IWP is pleased to welcome Dr. Linda Di Desidero to the faculty to teach Introduction to Graduate Writing (IWP 643) this summer and fall.
Dr. Di Desidero currently teaches professional writing at World Bank Group in Washington, D.C.; in the U.S. Department of Defense, where she directs the Leadership Communication Skills Center at Marine Corps University; and to postgraduate writers/researchers at the German Development Institute in Bonn, Germany. Throughout her career, she has chaired two academic departments and administered two writing centers that served both academic and professional writers. She has taught graduate and undergraduate courses in leadership communication, professional communication, composition, linguistics, literature, and education. Dr. Di Desidero holds a Ph.D. in Linguistics (Northwestern University), an Ed.M. in English Education (Rutgers University), and B.A. degrees in English and in German language and literature (Rutgers University).
In addition to her projects on third space writing theory that inform the development of her professional writing courses, Dr. Di Desidero’s most recent research uses methods associated with the ethnography of communication to investigate language and identity within specific educational, workplace, and leadership contexts. Recent publications include “Facework and the Negotiation of Multiple Identities in Online Class Discussion” (Writing in Online Courses, Myer Educational Press, 2018); The Marine Corps University Communications Style Guide, 12th edition (forthcoming 2019); and “A Rose by any Other Name: The Use of Honorifics in University Adult Education” (in The Distance Education Oracle, 2012).

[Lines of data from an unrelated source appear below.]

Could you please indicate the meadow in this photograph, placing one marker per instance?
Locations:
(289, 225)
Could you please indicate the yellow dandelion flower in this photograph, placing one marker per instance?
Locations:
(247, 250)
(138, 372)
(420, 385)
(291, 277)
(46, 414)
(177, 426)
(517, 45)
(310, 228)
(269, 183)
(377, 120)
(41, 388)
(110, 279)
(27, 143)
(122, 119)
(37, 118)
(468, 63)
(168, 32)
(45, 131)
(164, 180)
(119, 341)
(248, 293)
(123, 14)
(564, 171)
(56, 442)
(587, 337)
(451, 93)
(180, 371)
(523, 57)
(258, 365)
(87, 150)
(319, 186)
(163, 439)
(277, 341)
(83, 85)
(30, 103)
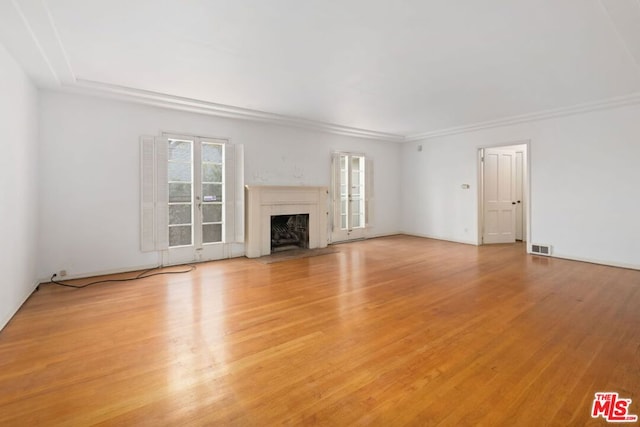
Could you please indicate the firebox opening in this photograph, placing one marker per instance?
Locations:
(289, 232)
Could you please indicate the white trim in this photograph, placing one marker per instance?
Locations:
(591, 261)
(4, 322)
(605, 104)
(445, 239)
(220, 110)
(526, 190)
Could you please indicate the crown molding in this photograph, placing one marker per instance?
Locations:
(220, 110)
(606, 104)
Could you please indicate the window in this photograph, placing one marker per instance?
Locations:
(351, 194)
(192, 198)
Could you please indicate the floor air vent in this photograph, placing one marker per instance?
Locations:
(541, 250)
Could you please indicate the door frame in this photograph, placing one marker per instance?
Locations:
(199, 251)
(526, 188)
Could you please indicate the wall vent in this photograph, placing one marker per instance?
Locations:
(541, 249)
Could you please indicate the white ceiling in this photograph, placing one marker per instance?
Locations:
(379, 68)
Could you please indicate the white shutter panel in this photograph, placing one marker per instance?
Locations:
(239, 193)
(162, 194)
(335, 191)
(368, 192)
(147, 193)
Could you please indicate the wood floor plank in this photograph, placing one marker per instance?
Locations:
(390, 331)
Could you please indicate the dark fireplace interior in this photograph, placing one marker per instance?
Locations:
(289, 232)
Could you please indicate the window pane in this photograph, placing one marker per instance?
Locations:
(212, 233)
(211, 212)
(355, 207)
(212, 153)
(211, 173)
(180, 235)
(356, 164)
(180, 150)
(212, 192)
(179, 172)
(179, 193)
(180, 214)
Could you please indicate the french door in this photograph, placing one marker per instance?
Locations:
(349, 197)
(196, 203)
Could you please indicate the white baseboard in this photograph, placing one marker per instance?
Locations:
(596, 261)
(101, 273)
(5, 321)
(447, 239)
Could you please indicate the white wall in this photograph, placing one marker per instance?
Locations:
(585, 172)
(18, 186)
(90, 173)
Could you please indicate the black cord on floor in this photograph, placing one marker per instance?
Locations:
(142, 275)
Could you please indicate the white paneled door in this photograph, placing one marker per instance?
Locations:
(500, 196)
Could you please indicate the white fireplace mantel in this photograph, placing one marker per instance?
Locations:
(263, 201)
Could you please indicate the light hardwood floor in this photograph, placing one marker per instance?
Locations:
(390, 331)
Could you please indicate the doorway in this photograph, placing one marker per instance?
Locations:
(504, 207)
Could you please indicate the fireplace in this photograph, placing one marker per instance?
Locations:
(289, 232)
(265, 202)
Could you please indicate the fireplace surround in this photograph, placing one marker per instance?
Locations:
(265, 201)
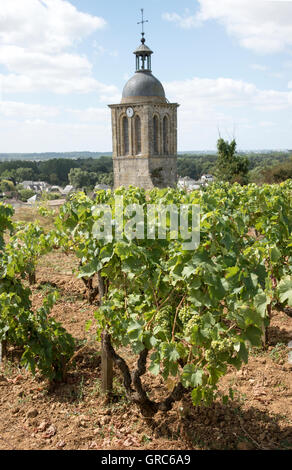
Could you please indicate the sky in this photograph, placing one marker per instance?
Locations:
(228, 63)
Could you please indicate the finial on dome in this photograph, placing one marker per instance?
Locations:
(142, 23)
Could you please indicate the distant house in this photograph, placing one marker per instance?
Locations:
(207, 178)
(188, 183)
(68, 189)
(37, 186)
(100, 186)
(55, 189)
(32, 200)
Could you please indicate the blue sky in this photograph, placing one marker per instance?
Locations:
(228, 63)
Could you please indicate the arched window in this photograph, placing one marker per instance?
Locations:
(137, 135)
(165, 135)
(126, 135)
(155, 134)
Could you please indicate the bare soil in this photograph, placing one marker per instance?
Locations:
(75, 415)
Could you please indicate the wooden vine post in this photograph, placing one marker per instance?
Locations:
(106, 361)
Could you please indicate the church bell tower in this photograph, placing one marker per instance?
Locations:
(144, 129)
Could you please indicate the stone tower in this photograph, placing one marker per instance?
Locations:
(144, 130)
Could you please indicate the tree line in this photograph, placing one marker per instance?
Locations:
(226, 165)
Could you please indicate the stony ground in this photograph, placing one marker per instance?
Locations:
(75, 415)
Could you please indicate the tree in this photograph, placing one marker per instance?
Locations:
(230, 167)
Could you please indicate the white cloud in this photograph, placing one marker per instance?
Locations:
(186, 21)
(264, 26)
(261, 68)
(18, 110)
(226, 92)
(234, 107)
(46, 25)
(35, 37)
(40, 135)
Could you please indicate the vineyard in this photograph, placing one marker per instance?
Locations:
(138, 342)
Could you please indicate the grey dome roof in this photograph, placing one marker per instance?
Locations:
(143, 83)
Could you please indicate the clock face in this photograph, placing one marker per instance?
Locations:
(130, 112)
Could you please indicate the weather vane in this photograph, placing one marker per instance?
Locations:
(142, 23)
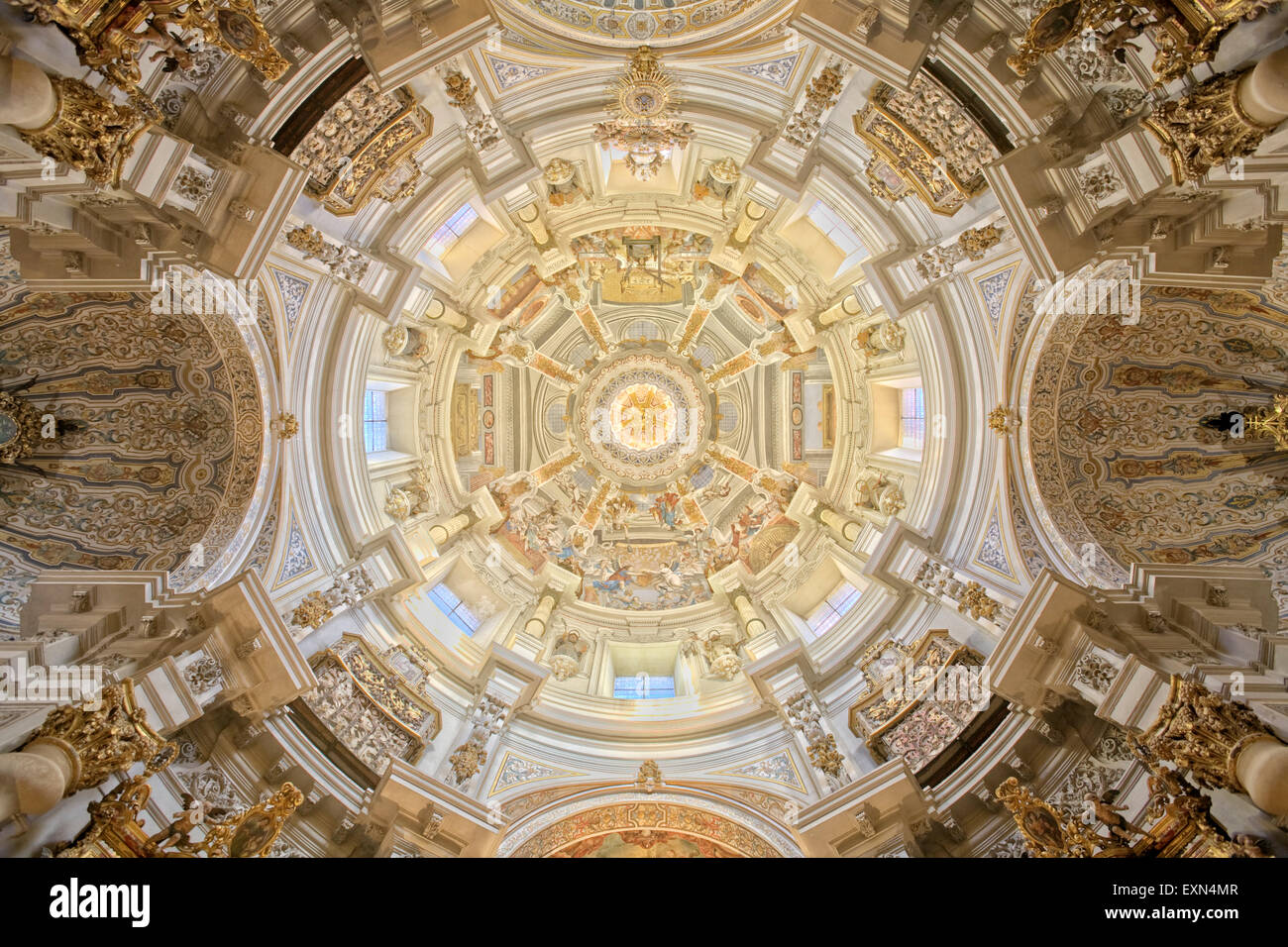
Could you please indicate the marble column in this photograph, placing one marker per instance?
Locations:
(442, 532)
(540, 618)
(844, 527)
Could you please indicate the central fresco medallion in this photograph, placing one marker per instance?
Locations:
(642, 416)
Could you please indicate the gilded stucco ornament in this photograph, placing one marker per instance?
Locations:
(103, 736)
(1206, 128)
(284, 425)
(1004, 420)
(312, 612)
(20, 428)
(643, 120)
(1203, 733)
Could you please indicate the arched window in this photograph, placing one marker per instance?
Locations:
(454, 608)
(555, 412)
(375, 420)
(832, 608)
(912, 418)
(643, 329)
(643, 685)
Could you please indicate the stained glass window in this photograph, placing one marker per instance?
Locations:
(912, 419)
(375, 420)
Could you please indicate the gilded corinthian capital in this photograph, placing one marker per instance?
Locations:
(1199, 731)
(99, 738)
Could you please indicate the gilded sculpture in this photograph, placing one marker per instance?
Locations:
(104, 735)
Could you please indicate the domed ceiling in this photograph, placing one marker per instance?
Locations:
(635, 390)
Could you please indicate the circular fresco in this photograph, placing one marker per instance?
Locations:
(642, 416)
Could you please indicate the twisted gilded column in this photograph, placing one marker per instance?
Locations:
(68, 121)
(77, 746)
(1223, 744)
(536, 625)
(1224, 118)
(442, 532)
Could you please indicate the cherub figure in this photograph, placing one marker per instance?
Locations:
(193, 813)
(1108, 815)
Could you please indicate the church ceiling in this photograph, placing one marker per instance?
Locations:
(159, 436)
(1126, 471)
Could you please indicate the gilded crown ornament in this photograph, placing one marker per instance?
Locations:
(644, 121)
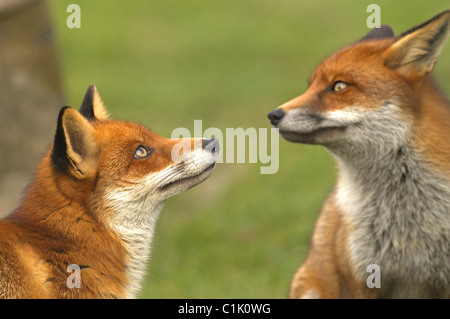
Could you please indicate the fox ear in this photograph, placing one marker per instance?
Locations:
(418, 49)
(74, 150)
(92, 106)
(382, 32)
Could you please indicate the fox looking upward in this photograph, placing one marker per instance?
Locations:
(94, 202)
(375, 106)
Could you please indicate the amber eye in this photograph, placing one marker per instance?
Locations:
(141, 152)
(338, 86)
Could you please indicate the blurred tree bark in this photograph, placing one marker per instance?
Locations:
(30, 94)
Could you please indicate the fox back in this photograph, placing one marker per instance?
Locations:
(376, 107)
(93, 204)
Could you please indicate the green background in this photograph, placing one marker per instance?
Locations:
(167, 63)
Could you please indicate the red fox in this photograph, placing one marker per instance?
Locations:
(375, 106)
(93, 203)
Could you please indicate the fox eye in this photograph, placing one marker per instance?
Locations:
(338, 86)
(141, 152)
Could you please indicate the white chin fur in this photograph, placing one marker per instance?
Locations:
(136, 208)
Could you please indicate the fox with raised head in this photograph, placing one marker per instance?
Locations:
(376, 107)
(93, 203)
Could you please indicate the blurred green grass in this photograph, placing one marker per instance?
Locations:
(240, 234)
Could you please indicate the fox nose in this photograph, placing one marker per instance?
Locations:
(275, 116)
(212, 145)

The course she will teach at IWP uses a studio approach to writing that helps students gain control over conventions of academic writing, including rhetorical strategies, paragraph design, and sentence clarity. Using the students’ own writing as a basis for learning, the course aims to help students develop and strengthen their own writing strategies so that they can become more efficient and more effective writers in both academic and political contexts.